The claims defining the invention are as follows:

1 . A system for anchoring an audio annotation to a passage within an electronic document, the system including: a controller having a processor; a recording component operable by the controller, the recording component including a microphone and an eye-tracker component to capture the gaze of the user, wherein the processor carries out the steps of: in response to an audio input to the microphone, while the audio input is being received, evaluating via the eye-tracker component, the users gaze, thereby determining the passage in the document that the user’s gaze is directed to; and mapping the audio input to the passage in the document.

2. The system of claim 1 , wherein the evaluation includes determining position data associated with a slider on the electronic document.

3. The system of claim 1 , wherein the position data includes the position of the slider in the document and the page number of the document at the time the audio input was received.

4. The system of claim 1 , wherein the evaluation includes determining fixation gaze data, the fixation gaze data being data that is observed during a window spanning the audio annotation.

5. The system of claim 4, wherein the fixation gaze data includes one or more gaze points observed in the window and grouped into fixation groups to determine a dispersion and/or duration threshold.

6. The system of claim 1 , wherein the evaluation includes a machine learning component trained on one or more of gaze and/or temporal features of one or more users that reflects the reading and annotation-taking patterns of the user.
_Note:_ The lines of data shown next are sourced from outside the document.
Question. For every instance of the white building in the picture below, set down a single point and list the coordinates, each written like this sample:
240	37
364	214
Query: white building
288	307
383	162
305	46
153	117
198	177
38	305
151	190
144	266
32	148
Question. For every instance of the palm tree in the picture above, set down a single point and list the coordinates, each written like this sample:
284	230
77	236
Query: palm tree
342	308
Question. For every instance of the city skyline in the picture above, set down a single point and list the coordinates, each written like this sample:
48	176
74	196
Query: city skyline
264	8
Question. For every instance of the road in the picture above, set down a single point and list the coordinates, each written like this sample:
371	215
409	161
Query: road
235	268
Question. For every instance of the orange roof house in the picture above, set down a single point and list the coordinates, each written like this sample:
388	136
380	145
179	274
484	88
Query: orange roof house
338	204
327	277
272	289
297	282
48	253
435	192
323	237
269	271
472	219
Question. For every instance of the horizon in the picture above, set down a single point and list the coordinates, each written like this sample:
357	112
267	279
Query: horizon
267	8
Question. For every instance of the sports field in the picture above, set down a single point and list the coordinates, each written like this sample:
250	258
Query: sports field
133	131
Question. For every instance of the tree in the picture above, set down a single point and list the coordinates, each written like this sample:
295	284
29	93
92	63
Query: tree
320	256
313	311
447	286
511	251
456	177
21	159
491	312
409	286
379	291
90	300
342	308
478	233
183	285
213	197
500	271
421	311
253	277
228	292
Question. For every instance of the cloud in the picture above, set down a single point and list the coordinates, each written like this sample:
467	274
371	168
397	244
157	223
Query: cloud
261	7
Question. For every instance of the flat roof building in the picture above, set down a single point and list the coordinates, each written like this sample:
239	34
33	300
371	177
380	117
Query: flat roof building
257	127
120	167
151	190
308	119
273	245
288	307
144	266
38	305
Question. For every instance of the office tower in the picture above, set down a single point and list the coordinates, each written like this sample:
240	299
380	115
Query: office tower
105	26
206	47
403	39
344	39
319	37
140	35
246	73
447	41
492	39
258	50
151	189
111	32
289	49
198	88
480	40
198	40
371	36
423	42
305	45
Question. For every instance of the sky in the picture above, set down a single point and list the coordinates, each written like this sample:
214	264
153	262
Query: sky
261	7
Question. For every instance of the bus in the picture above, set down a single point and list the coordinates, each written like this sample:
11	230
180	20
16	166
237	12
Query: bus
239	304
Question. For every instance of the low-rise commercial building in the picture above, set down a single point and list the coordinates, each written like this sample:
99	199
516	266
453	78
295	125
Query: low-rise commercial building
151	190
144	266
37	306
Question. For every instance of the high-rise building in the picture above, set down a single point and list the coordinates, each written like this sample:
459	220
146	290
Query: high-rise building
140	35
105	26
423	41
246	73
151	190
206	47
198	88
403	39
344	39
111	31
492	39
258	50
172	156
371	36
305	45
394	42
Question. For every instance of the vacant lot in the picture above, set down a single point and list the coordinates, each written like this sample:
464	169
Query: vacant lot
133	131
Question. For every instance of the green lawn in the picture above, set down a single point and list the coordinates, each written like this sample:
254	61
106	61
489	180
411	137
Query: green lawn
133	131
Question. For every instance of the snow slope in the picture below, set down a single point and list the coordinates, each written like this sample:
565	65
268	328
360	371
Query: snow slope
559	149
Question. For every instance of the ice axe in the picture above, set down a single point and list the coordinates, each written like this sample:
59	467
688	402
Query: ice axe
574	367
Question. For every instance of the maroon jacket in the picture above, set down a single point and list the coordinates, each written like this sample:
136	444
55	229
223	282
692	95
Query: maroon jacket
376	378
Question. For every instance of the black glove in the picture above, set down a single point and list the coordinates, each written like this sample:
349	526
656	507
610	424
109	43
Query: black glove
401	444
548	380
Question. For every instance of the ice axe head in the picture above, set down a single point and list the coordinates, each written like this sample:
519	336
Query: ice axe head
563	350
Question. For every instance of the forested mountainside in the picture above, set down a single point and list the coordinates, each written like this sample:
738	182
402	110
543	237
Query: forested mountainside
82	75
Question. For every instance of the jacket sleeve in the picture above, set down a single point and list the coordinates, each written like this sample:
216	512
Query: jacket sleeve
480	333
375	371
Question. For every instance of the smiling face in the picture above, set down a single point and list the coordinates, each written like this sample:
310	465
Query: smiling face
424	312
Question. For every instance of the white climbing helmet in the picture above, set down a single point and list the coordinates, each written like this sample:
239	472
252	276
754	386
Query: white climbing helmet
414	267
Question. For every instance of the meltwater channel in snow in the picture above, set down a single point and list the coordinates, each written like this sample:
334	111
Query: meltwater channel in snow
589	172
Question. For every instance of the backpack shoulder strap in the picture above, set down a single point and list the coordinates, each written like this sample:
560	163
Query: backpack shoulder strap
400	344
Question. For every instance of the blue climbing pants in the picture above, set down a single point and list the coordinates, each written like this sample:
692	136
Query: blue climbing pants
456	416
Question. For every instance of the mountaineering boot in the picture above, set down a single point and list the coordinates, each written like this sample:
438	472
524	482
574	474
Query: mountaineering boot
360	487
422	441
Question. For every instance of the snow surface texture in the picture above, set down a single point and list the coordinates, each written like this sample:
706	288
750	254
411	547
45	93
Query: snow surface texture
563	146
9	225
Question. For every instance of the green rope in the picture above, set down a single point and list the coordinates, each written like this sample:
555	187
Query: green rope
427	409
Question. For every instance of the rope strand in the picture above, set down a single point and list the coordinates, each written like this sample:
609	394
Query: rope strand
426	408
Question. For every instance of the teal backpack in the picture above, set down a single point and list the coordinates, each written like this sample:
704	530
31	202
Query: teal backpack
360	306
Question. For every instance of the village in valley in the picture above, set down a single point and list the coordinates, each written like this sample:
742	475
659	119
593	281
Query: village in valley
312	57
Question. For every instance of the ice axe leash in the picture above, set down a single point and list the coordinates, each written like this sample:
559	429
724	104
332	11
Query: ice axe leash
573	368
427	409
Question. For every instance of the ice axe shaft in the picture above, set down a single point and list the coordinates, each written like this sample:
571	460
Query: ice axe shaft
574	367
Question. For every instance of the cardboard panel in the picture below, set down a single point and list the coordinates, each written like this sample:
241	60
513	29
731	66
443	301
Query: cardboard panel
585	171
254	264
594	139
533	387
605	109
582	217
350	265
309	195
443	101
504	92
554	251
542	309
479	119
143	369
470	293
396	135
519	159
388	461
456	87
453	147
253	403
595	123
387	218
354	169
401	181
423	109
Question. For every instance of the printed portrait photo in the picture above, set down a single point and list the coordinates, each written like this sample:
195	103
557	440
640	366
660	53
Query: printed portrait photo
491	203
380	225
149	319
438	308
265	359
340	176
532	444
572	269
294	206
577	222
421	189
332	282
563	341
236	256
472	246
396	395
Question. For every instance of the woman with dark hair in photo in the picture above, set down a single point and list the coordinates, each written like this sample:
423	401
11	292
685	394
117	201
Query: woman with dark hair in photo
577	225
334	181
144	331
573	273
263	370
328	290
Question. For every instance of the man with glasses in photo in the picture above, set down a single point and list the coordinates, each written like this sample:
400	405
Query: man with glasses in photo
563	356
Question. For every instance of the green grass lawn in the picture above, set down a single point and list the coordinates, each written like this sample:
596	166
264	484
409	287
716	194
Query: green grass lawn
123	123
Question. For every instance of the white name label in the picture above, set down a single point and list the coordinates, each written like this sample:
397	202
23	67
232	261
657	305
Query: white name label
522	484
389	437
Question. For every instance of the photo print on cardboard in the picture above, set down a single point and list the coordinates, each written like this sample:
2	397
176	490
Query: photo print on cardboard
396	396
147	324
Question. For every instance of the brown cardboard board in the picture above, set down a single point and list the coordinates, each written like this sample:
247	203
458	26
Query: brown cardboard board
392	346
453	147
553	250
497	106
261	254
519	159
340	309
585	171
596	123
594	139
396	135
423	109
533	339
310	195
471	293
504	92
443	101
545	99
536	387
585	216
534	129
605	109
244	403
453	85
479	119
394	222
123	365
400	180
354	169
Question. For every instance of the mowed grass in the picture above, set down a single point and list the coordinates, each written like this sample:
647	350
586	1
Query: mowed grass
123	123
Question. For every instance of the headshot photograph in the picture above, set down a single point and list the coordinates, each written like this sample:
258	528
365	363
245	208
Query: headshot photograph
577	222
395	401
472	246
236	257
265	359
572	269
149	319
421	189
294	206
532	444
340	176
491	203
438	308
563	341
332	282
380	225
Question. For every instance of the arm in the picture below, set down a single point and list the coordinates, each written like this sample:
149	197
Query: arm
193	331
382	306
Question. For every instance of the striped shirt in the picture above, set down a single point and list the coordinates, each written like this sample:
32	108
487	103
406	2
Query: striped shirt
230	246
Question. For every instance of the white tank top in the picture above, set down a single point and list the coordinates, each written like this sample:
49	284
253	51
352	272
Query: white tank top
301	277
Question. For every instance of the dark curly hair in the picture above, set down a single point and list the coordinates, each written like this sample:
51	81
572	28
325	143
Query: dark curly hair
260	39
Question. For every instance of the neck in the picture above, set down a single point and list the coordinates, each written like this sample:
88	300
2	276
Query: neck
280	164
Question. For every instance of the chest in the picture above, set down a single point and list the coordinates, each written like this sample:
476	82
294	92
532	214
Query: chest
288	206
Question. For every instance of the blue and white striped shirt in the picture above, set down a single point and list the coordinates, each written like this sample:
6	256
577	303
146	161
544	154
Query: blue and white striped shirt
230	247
7. The system of claim 1 , wherein indicia is displayed for the audio mapped the to the passage in the document. The system of claim 7, wherein a highlight is provided in the relevant passage of the document on user engagement with the indicia. A method for anchoring an audio annotation to a passage within an electronic document, the method including: receiving an audio input to a microphone, and while the audio input is being received, evaluating via an eye-tracker component, the users gaze, thereby determining the passage in the document that the user’s gaze is directed to and mapping the audio input to the passage in the document.